There is a poem that goes: In a little county cemetery, just a few short miles away, we laid a precious loved one, my daughter who passed away. That is where my Denise lies, not so far away and I go to visit with her quite often. I talk to her about everything and anything, but mostly I cry. I tell her about my gardens and I cry, I tell her about how her boys, her brothers and sister and the rest of the family are doing and I cry. I tell her about her dog Sandy and I cry. I tell her how much I miss her and wish she were here to talk to in person and I cry. She was not just my daughter but also my best friend. A day doesn't go by when something happens and I want to call her to share just as we did when she was alive. How long does it take before the tears shut off?

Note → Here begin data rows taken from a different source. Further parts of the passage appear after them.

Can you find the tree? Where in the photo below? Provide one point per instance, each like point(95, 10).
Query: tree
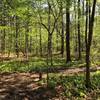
point(68, 57)
point(89, 42)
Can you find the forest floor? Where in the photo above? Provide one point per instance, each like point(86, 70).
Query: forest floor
point(25, 86)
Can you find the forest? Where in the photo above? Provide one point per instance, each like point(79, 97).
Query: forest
point(49, 50)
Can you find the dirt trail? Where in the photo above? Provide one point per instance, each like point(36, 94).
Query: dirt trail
point(22, 83)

I have a feeling never!
I told her about the walk and how successful it was, but I bet she already knew. From the day that I started to organize the event it was uncanny how suddenly people contacted me in one way or another to offer help or give advise. I'm not talking about people I know but total strangers. It was as if an invisible force was helping me. I was told organizing the walk would be a lot of work, but it never seemed that way. An act of love never feels like work. I did the event for the love of my daughter and to make what she went through mean something. I also did it to help fulfill her dream to help find a cure. I did it so other mother's won't sit in a cemetery and cry like me. I will continue to organize events until somehow I pray her dream to end brain cancer will come true.
Thank you for being one of Denise's People.
No, THANK YOU Aunt Amy for bringing this horrible disease to many peoples awareness.